In the last article about “Aid, Corruption & Poverty” is sited an article talking about aid to Afghanistan. There the problems continue and the lessons have not yet been learnt. Worse still, the same mistakes are being made in Iraq.

WHAT HAPPENED TO THE BILLIONS OF DOLLARS OF IRAQI RECONSTRUCTION MONEY money entrusted to the American Coalition? In just fourteen months, the CPA burned its way through nearly $20 billion. But no-one can account for where it all went. Iraq’s infrastructure is worse than ever before. Operating theatres are flooded with sewage. New-born babies are dying for lack of basic equipment. In this shocking ‘Dispatches’ investigation, Iraqi doctor Ali Fadhil goes in search of the missing money. He uncovers a horrific story of fraud, incompetence and corruption.

Click here If you want to see the full video (47min)

Corruption & Poverty

21 07 2008

Artists Against Corruption will expose the link between corruption and poverty in an effort to show that “corruption is the greatest obstacle to overcoming poverty” (World Bank), and hopefully help to end the tolerance of it.

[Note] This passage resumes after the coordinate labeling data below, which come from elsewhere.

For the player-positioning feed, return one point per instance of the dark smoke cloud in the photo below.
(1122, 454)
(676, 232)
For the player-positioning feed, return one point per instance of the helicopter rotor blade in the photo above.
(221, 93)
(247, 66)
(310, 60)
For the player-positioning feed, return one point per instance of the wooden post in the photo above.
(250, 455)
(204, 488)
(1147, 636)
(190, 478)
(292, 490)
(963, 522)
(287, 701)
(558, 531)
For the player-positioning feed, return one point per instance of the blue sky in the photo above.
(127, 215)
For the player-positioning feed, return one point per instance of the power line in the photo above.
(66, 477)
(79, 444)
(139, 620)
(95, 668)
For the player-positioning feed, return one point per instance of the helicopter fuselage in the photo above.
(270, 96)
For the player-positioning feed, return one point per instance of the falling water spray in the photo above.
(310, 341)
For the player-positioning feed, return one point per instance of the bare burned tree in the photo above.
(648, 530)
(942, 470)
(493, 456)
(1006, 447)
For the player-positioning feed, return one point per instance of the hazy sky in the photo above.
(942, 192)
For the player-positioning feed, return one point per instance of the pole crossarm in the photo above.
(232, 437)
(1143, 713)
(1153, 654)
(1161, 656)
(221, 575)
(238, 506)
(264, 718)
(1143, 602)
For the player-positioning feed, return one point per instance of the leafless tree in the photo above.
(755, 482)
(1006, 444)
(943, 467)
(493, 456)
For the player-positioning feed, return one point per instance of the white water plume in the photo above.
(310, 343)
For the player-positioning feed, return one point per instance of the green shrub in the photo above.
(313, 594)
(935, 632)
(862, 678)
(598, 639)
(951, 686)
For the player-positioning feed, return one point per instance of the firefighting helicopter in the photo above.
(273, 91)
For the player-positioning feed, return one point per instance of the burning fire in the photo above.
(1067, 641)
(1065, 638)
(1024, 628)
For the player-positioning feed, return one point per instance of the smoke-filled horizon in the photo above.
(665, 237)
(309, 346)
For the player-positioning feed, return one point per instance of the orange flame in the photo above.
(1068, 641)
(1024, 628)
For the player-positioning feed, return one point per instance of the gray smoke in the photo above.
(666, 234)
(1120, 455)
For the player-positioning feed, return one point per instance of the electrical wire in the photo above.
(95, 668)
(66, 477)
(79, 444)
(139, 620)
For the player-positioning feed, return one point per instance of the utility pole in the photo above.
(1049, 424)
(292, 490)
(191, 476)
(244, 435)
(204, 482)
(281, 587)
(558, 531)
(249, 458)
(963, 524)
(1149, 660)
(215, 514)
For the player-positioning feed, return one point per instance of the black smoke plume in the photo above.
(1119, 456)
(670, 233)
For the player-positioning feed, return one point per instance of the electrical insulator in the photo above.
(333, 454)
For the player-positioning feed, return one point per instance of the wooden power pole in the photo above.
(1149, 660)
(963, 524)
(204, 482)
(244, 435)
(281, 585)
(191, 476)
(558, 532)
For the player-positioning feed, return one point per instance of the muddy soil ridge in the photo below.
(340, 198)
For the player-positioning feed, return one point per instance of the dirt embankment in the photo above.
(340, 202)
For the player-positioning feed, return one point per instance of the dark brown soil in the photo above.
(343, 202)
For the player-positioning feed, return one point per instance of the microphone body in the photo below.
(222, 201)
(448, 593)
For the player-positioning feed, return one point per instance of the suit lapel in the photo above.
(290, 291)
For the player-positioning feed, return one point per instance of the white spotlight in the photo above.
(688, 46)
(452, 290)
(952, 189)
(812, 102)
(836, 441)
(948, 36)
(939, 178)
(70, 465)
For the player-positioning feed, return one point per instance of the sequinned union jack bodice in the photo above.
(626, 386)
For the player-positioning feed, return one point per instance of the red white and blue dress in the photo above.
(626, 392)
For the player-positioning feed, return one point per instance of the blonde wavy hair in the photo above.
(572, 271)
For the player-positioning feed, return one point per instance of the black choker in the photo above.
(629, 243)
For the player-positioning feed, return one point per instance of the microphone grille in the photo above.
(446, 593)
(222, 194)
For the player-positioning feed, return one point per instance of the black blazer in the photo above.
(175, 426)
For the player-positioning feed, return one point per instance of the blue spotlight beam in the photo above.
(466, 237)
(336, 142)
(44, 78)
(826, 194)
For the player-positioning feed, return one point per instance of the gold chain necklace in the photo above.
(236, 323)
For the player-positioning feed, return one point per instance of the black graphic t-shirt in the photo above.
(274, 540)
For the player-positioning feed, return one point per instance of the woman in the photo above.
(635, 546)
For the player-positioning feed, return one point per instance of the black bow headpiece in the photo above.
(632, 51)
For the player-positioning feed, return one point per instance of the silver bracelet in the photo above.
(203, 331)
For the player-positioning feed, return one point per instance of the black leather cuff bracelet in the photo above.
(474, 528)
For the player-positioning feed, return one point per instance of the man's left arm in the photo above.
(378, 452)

The links are not immediately obvious, and they are in fact many and varied. They depend on the type of corruption, also many and varied.

On a macro level it is safe to say that “Corruption not only reduces the net income of the poor but also wrecks programmes related to their basic needs, from sanitation to education to health care. It results in the misallocation of resources to the detriment of poverty reduction programmes.” (Transparency International) But the, effects are most dramatically obvious at a micro or personal level when a bribe randomly extorted by a police officer may mean a families cannot afford medicines or even basic food.

Corruption has an impact on the effectiveness of spending by a national government, and on the effectiveness of international development assistance. The money does not always reach the intended beneficiaries because of corruption. in 2006 Donor countries donated US$104bn in official development assistance. This is set to increase to US$130bn by 2010. If this money gets into the wrong hands the Millennium Development Goals will be put at risk, or as Transparency International put it, “With increasing levels of aid there is concern that corrupt politicians and business people may use this money to enrich themselves rather than improving living conditions for the poor.” This will happen unless corruption is tackled as an integral part of poverty reduction strategies.

Corruption also has a serious impact on development driven by private businesses. In a society where a culture of corruption is dominant trust does not exist and business risks are higher resulting in less risk taking by enterprises. Foreign buisnesses are also less likely to invest. In a recent survey the Economist Intelligence Unit found that, “45% of respondents say they have not entered a specific market or pursued a particular opportunity because of corruption risks.”

It is safe to conclude that societies pay a massive price if they tollerate corruption, but the price paid by the poor is far greater. It is no exageration to say that for many poor people the cost of corruption is their lives. One example is when corrupt officials starve hospitals of resources leaving them unable to save lives, whilst spending public funds on projects that offer financial kickbacks.

Artists Against Corruption supports the general fight against corruption, but our focus is to raise awareness on behalf of those most affected by it.

Given the growing consensus that the problem must be addressed we are hoping for widesread support from institutions, governments, private companies and NGO´s in our effort to raise awareness and a desire to put an end to corruption.